15 Temmuz 2016 sonrasında KHK’le ile işinden atılan sonra gözaltına alınarak işkence edilerek öldürülen ve vatan haini ilan edilen Gökhan Açıkkollu, hainler mezarlığına gömülmek istenilmişti. Daha sonra “pardon” denilerek işine iade edilen Açıkkollu, OHAL döneminin kurbanlarından biriydi. BM’nin bu kararıyla birlikte, Açıkkollu'nun haksız ve keyfi şekilde gözaltına alındığı, işkence ve kötü muamele sonucu yaşamını yitirdiği ve İstanbul Savcılığı’nın verdiği takipsizlik kararının yanlış olduğu ve ölümüyle ilgili etkin bir soruşturma yapılmadığı Birleşmiş Milletlerin en üst yargı mercii tarafından tescillenmiş oldu.
Gökhan Açıkollu'nun ölümü ile ilgili kimse yargılanmadı. Bu karar üzerine, ölümde ihmali olanların yargılanmasının önü açıldı. Bu karar öncesinde verilen kararlarla birlikte değerlendirildiğinde bundan sonraki başvuruların da benzer şekilde sonuçlanacağı hususunda kuşku yok. Karar bu açıdan çok önemli. Zira Türkiye’de rejim yargısı işkence ve kötü muamele iddialarını görmezden gelmekte ve yapılan zulme ortak olmaktadır. Böylesine ağır bir ihlalin BM’den çıkması, Türkiye’de KHK’lılara yapılan zulmün tescili mahiyetinde.
BM bu kararında Bylock kullanımı ve Bank Asya’da hesap hareketinin bir kişinin bırakın cezalandırılmasını, gözaltına alınmasını dahi hukuka aykırı bulmuştur. En büyük zulüm aracı haline getirilen Bylock ve Bank Asya konusunda BM’nin daha önceki kararlarında olduğu gibi net bir tavır koyması son derece önemli ve yasal ve rutin faaliyetleri nedeniyle masum insanlara zulmedildiğinin teyidi niteliğinde.
Ayrıca Komite, daha önce verdiği Alakuş ve Özçelik kararlarına atıfla, yerel mahkemeler tarafından kararları uygulanmayan Anayasa Mahkemesinin bireysel başvuru açısından etkin olmadığına dair içtihadının yerleşik hale geldiğini de teyit etti. Bu ve benzeri kararların en önemli yönü de yıllardır devletin tüm imkanları kullanılarak yapılan karalama ve terörist iftirasına hiçbir uluslararası kuruluşun inanmadığını göstermektedir.

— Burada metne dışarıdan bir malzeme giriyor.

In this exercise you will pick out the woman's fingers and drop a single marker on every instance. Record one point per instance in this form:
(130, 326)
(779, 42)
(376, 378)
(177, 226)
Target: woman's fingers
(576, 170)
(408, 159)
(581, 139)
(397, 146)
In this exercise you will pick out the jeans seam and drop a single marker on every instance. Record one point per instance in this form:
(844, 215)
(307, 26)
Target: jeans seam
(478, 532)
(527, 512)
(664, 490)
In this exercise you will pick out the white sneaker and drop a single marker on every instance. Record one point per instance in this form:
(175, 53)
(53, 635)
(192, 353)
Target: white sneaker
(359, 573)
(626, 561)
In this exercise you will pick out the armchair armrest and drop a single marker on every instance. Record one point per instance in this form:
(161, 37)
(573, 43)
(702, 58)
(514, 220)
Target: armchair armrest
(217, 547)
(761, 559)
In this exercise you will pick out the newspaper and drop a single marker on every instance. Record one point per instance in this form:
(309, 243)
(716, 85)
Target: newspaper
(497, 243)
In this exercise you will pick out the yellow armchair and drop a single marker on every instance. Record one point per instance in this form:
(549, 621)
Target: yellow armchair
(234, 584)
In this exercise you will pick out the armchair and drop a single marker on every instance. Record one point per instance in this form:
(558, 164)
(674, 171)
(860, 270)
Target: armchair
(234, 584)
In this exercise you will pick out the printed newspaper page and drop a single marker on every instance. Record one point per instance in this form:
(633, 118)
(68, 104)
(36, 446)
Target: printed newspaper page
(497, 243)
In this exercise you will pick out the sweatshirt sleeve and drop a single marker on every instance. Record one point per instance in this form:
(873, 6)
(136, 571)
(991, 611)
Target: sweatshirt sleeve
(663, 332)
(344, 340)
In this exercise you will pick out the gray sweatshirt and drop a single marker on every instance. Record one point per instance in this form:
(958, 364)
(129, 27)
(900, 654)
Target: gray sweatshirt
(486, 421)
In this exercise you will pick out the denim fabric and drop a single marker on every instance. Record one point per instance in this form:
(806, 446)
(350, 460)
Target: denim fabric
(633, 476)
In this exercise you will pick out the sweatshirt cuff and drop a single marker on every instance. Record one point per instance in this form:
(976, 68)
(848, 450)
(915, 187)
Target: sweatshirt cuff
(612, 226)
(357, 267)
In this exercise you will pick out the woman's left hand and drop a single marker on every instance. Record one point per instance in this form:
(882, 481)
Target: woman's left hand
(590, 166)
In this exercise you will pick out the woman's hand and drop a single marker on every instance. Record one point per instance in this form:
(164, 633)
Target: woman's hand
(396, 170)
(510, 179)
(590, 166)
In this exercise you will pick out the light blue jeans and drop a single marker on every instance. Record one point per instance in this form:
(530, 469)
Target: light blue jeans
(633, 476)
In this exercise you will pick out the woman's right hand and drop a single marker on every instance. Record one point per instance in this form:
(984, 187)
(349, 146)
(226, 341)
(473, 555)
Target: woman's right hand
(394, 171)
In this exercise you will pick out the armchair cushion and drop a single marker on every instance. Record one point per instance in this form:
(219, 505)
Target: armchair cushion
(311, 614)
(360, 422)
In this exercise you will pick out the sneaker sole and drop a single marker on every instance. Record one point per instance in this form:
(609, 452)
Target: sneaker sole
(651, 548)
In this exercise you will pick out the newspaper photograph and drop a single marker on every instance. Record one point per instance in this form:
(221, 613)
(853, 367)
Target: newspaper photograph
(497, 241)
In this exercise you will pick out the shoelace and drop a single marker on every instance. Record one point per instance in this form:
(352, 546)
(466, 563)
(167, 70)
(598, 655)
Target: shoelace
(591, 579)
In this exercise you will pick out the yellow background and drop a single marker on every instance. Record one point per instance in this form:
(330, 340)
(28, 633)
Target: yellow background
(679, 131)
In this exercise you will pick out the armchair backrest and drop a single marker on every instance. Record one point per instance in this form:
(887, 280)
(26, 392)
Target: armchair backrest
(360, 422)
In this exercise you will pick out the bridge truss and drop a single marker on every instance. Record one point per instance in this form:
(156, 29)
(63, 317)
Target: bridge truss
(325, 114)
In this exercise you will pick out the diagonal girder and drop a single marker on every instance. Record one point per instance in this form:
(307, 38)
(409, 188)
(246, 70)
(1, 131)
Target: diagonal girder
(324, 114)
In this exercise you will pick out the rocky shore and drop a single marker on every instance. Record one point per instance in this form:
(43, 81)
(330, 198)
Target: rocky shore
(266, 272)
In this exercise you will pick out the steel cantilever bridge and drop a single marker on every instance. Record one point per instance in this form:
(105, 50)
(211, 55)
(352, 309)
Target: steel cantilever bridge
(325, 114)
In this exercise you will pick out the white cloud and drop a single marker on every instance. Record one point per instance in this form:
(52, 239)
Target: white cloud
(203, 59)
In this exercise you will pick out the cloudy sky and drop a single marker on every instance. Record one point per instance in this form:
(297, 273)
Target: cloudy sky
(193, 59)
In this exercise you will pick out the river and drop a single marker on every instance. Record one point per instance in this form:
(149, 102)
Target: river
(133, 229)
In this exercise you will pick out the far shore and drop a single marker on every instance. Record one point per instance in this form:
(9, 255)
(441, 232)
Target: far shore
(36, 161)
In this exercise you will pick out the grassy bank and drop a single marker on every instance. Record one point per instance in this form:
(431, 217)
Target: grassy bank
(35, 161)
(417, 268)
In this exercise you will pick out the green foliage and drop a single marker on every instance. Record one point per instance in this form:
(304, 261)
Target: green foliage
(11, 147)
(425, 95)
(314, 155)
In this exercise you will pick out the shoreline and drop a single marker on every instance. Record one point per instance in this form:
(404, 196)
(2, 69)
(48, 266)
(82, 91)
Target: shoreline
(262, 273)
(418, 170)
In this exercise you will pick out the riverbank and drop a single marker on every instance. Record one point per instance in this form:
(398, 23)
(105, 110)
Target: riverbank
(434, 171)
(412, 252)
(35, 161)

Zira bu kararlar verilmeden hükümetten de savunma alınmakta ve BM her iki tarafı dinleyerek karar vermekte. Her savunmada hükümet bize terör iftirası atsa da, bunu hiç kimse kabul etmemekte ve bir nevi hizmetimiz BM gibi kapsam alanı en geniş mercilerle temize çıkarılmakta ve masumiyetimizi tüm dünyaya ilan etmekte.